The practical upshot of all this is that we can train our monkeys, if we want to. I want to. Each night, around three in the morning, my monkeys decide to have a party, and I lie awake defenseless against their ravings. (And it’s made worse by the fact that I have been listening to polka music lately; for if you already find your monkeys annoying, then let me tell you, the situation does not improve when you hand them an accordion.) 

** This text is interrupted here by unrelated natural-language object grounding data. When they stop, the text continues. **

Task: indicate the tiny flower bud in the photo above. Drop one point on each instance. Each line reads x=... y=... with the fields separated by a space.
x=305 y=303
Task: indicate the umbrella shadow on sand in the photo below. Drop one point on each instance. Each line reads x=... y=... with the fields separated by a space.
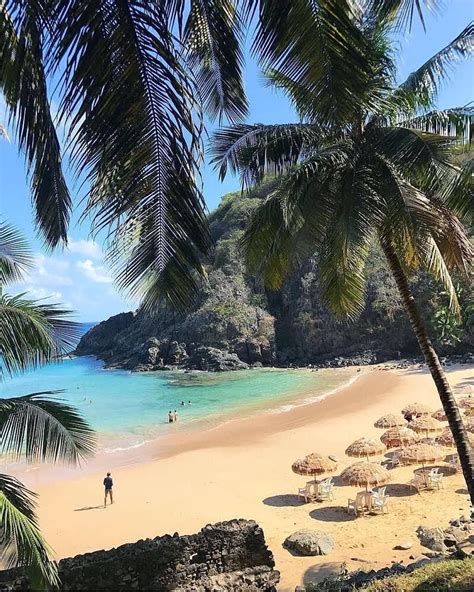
x=400 y=490
x=101 y=507
x=331 y=514
x=284 y=500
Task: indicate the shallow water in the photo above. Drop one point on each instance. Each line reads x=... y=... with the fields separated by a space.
x=128 y=409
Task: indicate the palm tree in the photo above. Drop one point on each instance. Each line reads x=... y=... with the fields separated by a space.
x=355 y=170
x=130 y=80
x=33 y=427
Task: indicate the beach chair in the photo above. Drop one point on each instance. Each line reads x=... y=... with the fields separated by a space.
x=325 y=489
x=355 y=507
x=435 y=479
x=308 y=492
x=379 y=502
x=394 y=460
x=418 y=483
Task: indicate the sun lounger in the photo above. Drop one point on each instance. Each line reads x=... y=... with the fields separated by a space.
x=308 y=492
x=379 y=502
x=354 y=507
x=325 y=489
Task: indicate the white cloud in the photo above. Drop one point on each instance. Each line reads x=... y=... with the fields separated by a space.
x=87 y=248
x=97 y=274
x=48 y=272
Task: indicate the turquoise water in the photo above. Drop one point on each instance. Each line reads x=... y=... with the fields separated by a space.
x=127 y=409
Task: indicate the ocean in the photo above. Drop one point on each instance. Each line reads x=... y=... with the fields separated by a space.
x=128 y=409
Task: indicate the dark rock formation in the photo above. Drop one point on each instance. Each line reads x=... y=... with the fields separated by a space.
x=235 y=315
x=227 y=556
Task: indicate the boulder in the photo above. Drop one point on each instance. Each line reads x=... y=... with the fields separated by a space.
x=214 y=360
x=431 y=538
x=404 y=546
x=308 y=542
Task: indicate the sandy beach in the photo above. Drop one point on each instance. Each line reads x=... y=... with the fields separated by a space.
x=242 y=469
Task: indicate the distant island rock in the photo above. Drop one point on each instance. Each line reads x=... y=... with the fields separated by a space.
x=237 y=324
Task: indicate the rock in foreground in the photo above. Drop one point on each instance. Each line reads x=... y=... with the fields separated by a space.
x=226 y=556
x=309 y=542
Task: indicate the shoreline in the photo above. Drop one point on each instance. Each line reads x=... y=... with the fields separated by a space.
x=164 y=444
x=242 y=469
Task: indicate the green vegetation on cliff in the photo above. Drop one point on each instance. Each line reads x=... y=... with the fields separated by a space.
x=235 y=314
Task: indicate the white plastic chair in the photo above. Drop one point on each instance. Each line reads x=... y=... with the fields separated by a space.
x=353 y=507
x=435 y=480
x=307 y=492
x=379 y=502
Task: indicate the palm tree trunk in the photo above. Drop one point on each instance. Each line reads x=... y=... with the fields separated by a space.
x=450 y=407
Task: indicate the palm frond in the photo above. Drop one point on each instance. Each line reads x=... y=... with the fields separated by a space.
x=23 y=82
x=40 y=429
x=21 y=542
x=458 y=194
x=213 y=37
x=139 y=150
x=402 y=11
x=421 y=87
x=32 y=333
x=15 y=256
x=424 y=159
x=320 y=47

My strategy is to devote more of my waking attention to turning my thoughts into clearly focused sentences. For the most part, this is just my job, which is teaching and reading and writing, so I get plenty of opportunity to train. But even when I am just knocking about, on a walk talking to myself, or in casual conversation, I am trying to be more Hume, less Joyce, as it were: I am trying to frame all my thoughts with the aim of expressing some clear idea to someone else, or just to myself. I try to attach reasons, subordinate clauses, and qualifications to unmistakable assertions. My hope is that the monkeys will respond to this demand, and to some extent reform their behavior in a less noisome direction. 

I am sure this makes me a stuffy person to talk to. I am trying to talk like a book. But perhaps this is a price we should consider paying. Media life seems to consist in more and more monkey chatter (or bird twitter, maybe). There are advantages to this: chattering is cheap, easy, entertaining, and universally available. But it also precludes us from saying anything more thoughtful. By raising our expectations in how we talk and what we say, it encourages our monkeys to put forward proposals that have a greater chance of making it past the orangutans. 

From this perspective, it is unfortunate that our society has a bias against deliberative speech. We hear that it is stuffy, pretentious, elitist, and boring. But when we see someone training for a marathon, or trail running, or yoga, we praise them for developing their physical capacities. Why shouldn’t we have the same attitude when someone tries to improve their thought and speech? To be sure, there are many ways of doing this: one can be a philosopher, a poet, a rapper, a joke writer, a blogger, or just a thoughtful partner in conversation. All of these wordsmiths are training their monkeys for a higher purpose of communicating interesting ideas in a direct and illuminating fashion. They are expecting their monkeys to produce more than mere buffoonery (or “baboonery”, to fit our running theme). 

What both Hume and Joyce demonstrate, in different ways, is that we can be more than mere bundles of ideas. We can require that our ideas be bundled more meaningfully, with the aim of producing not just what comes to mind, but what should come to mind, or what merits saying. Then, maybe, when a party starts up in our heads at three in the morning, we will awaken to delightful conversations with ourselves. Or if that is expecting too much, at least we can expect more delightful and thoughtful conversations with one another during our waking hours.